Bonneau is Vice-President, Machine Learning for Drug Discovery at Genentech and Group leader for the Systems Biology group in the center for computational biology at the Flatiron Institute. He was previously director of New York University Center for Data Science.

Scientific work

In the area of structure prediction, Bonneau was one of the early authors on the Rosetta code, one of the first codes to demonstrate the ability to predict protein structure in the absence of sequence homology. Using IBM's World Community Grid to carry out folding of whole proteomes, his group has also applied structure prediction to the problem of genome and proteome annotation. His group has made key contributions to the areas of genomics data analysis, focusing on two primary areas: 1. methods for network inference that uncover dynamics and topology from data and 2. methods that learn condition dependent co-regulated groups from integrations of different genomics data-types. In 2013, he and his colleagues at NYU started a project to examine the impact of social media use on political attitudes and participation by applying methods from a range of academic disciplines. The project-- Social Media and Political Participation (SMaPP) --relies on both survey data and publicly available social media data to address a range of questions concerning the causal processes that shape political participation.

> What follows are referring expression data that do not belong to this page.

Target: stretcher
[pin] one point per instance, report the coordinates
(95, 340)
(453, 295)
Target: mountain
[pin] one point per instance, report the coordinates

Network inference and systems biology

Along with Vestienn Thorsson, David Reiss and Nitin Baliga he developed the Inferelator and cMonkey, two algorithms that were critical to an effort to learn a genome-wide model of the Halobacterium regulatory network. Baliga and Bonneau used their model to predict the genome-wide transcriptional dynamics of the cell’s response to new environments (publication in Cell in December 2007). This work represents the first fully data driven reconstruction of a cells regulatory network to include learning of kinetic/dynamical parameters as well as network topology.